To understand what are reference headphones, let’s look at the problem with regular headphones. Most headphone manufacturers alter the sound of their products to make them more appealing for consumers. It can be heard in the form of bass boosts or treble boosts. This type of sound may sound exciting to the ear, but they’re not an accurate representation of how the production sounds in the studio, or even on various other headphones and speakers.
Think of it like salt on a steak. Sure it makes the food taste better, but it can also mask the taste of the meat, potentially making a slice of poor quality meat taste better than it actually is!
If you are working in music production, you’ll want to hear how your music is going to sound across a vast range of headphones and speakers. That’s when reference headphones are the best choice. By providing accuracy in your mixes as they have flat frequency response and no bass boost.

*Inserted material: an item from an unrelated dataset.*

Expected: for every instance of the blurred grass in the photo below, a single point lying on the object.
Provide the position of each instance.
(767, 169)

When comparing reference headphones with a consumer model, it might actually sound “worse”! But that’s by design, as they are not made to sound good, but neutral and transparent. For example, a music producer would want a more accurate representation of how their music will sound on a vast range of devices once it’s released to the world!

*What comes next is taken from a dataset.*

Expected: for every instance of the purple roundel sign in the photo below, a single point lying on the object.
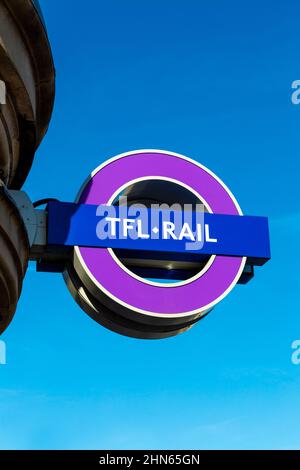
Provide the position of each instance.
(129, 296)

I started Home Studio Equipment to make it easy for aspiring musicians & artists to pick the best gear for their home studios and get the most out of their budget. That way, they can focus more on the music production side of things. I have used many reference headphones throughout the years and researched many more. All the following models have been tested by audio engineers who work professionally in studios or people who mix music at home on a daily basis. For this reason, my list is made up only of products that will help you get better results when mixing or monitoring your tracks.
These popular headphones by Beyerdynamic are open back, meaning they are perfect for mixing in the studio. Whether you’re trying to figure out how best to place guitars, vocals, or any other instrument, they’ll do the job like no other. Your ears deserve it!
This is the closed-back variant of the popular headphone model which makes it great for listening to yourself while recording your instruments or vocals. It also keeps the sound of the headphones from escaping, which would bleed over into other tracks.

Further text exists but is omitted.